Four archetypes that are increasingly used as a basis for meditation by Christian mentors are the Warrior, Magus (Shaper), Lover and King. Spirituality coaches such as Fr Richard Rohr relate these archetypes to aspects of Christ. Each of the four Gospel writers portrays a distinctive aspect of Christ, In art, each of these four Evangelists is represented by a symbol. The symbols are drawn from two visions: that of the Old Testament prophet Ezekiel (1: 1-14) and that of the New Testament Book of Revelation (4:7). The lion, the man, the eagle and the calf. They found their way into illustrations of the Gospels from early centuries, including the Lindisfarne Gospels.

I have found that the method known as Lectio Divina, widely used for reflecting on the text of the Gospels, may also be used to reflect on the symbols, in a similar way to people who pray with ikons.

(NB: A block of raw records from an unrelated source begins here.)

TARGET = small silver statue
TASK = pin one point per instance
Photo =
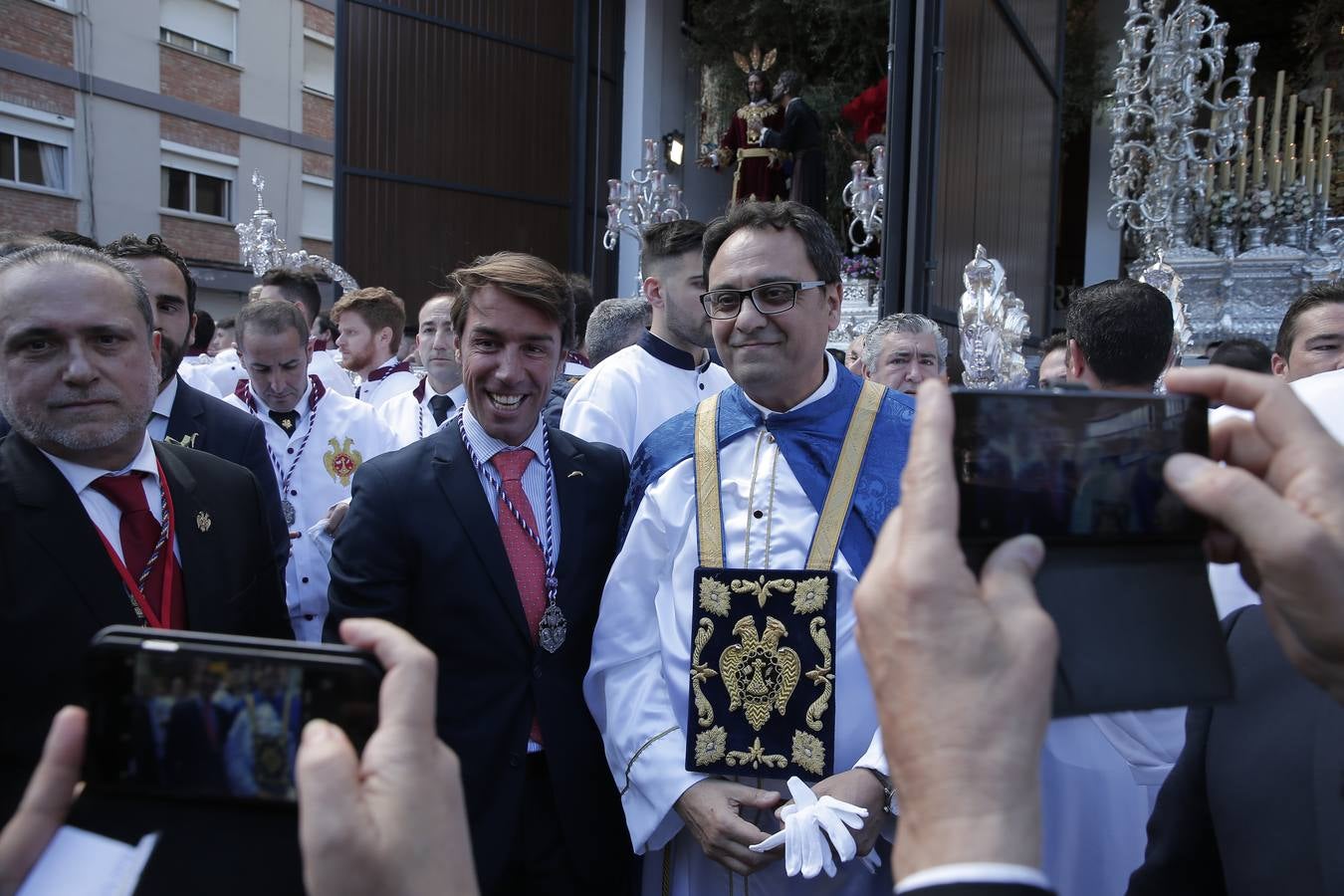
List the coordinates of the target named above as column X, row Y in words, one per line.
column 994, row 324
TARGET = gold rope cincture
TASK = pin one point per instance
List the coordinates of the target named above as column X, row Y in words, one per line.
column 839, row 496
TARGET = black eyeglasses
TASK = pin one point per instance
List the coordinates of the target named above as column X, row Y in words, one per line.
column 768, row 299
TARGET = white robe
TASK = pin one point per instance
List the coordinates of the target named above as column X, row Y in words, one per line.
column 411, row 419
column 632, row 392
column 314, row 489
column 637, row 681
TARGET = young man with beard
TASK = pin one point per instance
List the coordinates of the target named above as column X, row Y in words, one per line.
column 183, row 414
column 369, row 323
column 440, row 394
column 795, row 465
column 316, row 439
column 87, row 496
column 636, row 389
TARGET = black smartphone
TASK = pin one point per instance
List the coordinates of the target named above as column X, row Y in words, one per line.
column 1074, row 466
column 1124, row 576
column 206, row 716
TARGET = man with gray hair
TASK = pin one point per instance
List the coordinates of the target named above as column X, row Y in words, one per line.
column 614, row 324
column 902, row 350
column 104, row 526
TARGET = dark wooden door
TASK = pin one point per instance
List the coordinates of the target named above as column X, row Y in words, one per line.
column 979, row 92
column 469, row 126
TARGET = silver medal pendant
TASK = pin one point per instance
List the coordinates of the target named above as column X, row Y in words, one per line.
column 552, row 630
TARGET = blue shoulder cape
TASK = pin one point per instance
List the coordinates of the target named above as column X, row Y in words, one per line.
column 809, row 438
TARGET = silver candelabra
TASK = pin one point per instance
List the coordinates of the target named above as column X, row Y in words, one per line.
column 264, row 249
column 866, row 196
column 647, row 198
column 1174, row 118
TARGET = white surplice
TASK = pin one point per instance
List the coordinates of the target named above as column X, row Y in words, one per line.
column 638, row 680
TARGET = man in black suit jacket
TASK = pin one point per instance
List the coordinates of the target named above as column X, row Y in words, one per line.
column 78, row 364
column 1255, row 802
column 423, row 547
column 185, row 415
column 802, row 137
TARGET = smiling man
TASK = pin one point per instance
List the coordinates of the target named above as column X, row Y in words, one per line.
column 1310, row 338
column 746, row 533
column 490, row 541
column 903, row 350
column 85, row 496
column 315, row 441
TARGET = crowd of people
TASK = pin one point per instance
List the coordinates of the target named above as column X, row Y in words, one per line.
column 632, row 572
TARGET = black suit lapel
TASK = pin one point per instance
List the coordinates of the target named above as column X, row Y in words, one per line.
column 185, row 421
column 467, row 500
column 571, row 492
column 1329, row 790
column 53, row 516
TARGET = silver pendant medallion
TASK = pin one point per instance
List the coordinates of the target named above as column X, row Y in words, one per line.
column 552, row 630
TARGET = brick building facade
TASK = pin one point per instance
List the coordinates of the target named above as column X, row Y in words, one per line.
column 152, row 114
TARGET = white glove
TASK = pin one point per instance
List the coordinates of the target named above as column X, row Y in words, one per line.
column 812, row 827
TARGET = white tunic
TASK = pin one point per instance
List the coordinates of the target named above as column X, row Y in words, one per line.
column 344, row 434
column 637, row 681
column 634, row 391
column 409, row 415
column 227, row 369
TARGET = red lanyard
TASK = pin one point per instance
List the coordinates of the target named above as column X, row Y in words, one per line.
column 138, row 602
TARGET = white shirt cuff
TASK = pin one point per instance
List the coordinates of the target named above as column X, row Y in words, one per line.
column 974, row 873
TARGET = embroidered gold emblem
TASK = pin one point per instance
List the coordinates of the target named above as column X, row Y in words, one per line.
column 810, row 595
column 822, row 676
column 710, row 746
column 341, row 461
column 759, row 673
column 809, row 753
column 701, row 673
column 761, row 588
column 756, row 757
column 714, row 596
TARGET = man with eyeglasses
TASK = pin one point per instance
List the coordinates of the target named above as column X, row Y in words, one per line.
column 725, row 657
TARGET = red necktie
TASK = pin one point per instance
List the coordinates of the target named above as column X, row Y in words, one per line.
column 138, row 538
column 525, row 555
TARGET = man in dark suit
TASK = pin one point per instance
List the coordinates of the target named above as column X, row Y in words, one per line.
column 491, row 542
column 78, row 372
column 1254, row 802
column 801, row 137
column 181, row 414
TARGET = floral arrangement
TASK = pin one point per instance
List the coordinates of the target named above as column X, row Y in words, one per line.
column 1258, row 208
column 1224, row 208
column 1294, row 204
column 860, row 268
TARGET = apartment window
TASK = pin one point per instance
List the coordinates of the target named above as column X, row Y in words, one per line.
column 319, row 64
column 199, row 183
column 34, row 152
column 207, row 27
column 318, row 208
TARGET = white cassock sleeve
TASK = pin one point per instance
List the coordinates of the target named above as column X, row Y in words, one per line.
column 625, row 689
column 593, row 406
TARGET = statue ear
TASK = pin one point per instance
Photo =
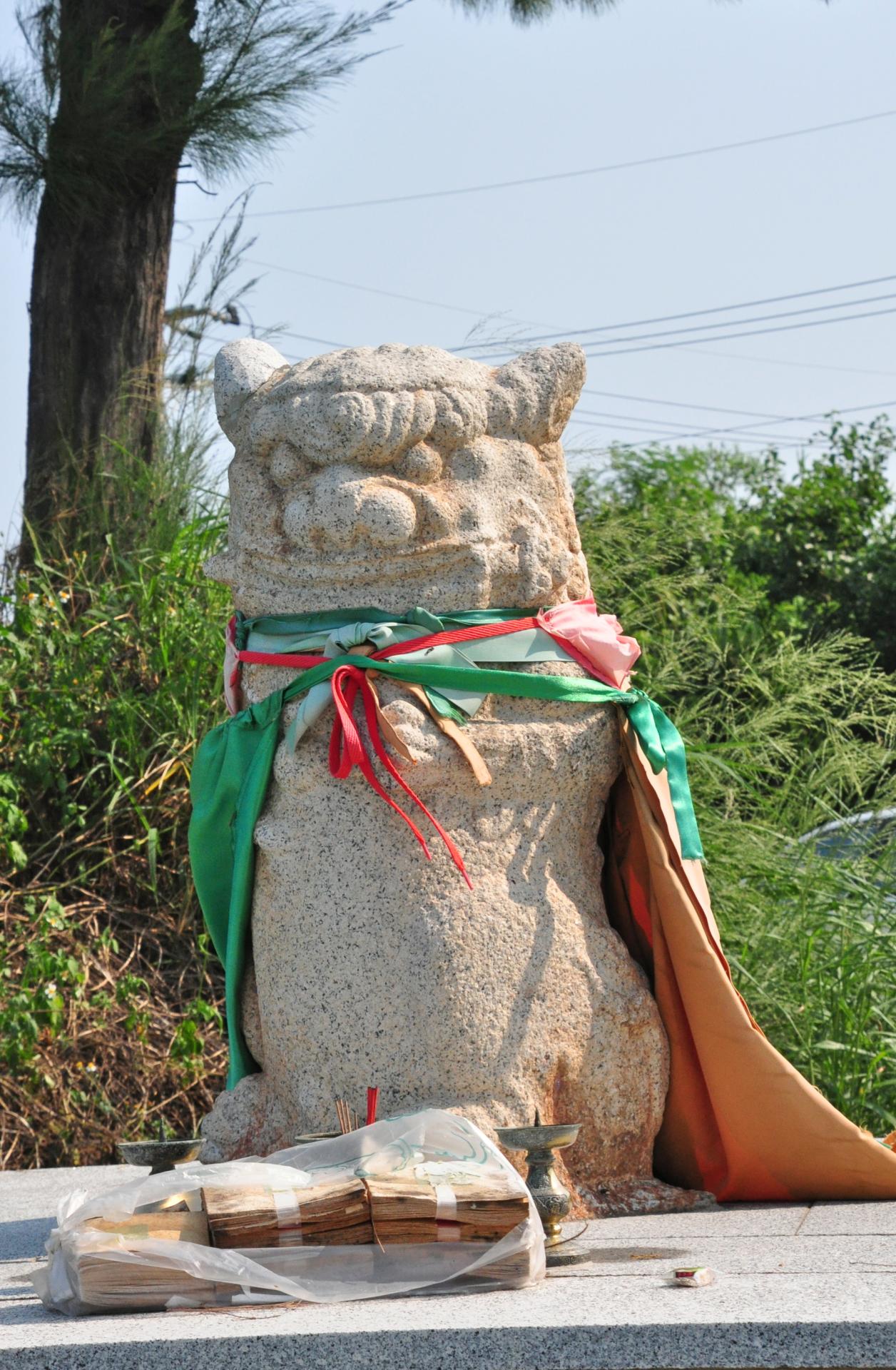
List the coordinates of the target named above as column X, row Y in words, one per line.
column 240, row 367
column 534, row 396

Before the text of each Gospel in the Lindisfarne Gospels is a page which introduces us, in visual form, to its author. The Gospels are the first such book in Britain and Ireland to portray the human author. I have related each of the four portraits to one of the four archetypes. Christ lived each of the archetypes to the full. One archetype was perhaps more dominant than others in each of the four Evangelists. Reflection on each of them therefore offers us a tool whereby we may live each of the archetypes more fully ourselves..

The Warrior (Mark)

The warrior is always alert, focused and clear thinking. He accepts that he may soon die, so he lives each moment to the full. The warrior is fit for purpose: he uses all his energy and skill to maximum effect. This involves self-control and the ability to take initiative at the right moment. A warrior completes the task he is given. Every part of his being, all his energy, is expended.

The warrior in Jesus is seen in his all-out self-giving from the beginning of his life to his last breath – and beyond it. The purpose of his birth, trials, teachings, signs, death, resurrection, ascension and sending of the Holy Spirit is that three evils may be overcome by good: sin, death and the devil. This seamless victory procession is known in Latin as Christus Victor. 'He has destroyed every ruler and every authority and power' (1 Corinthians 15:24).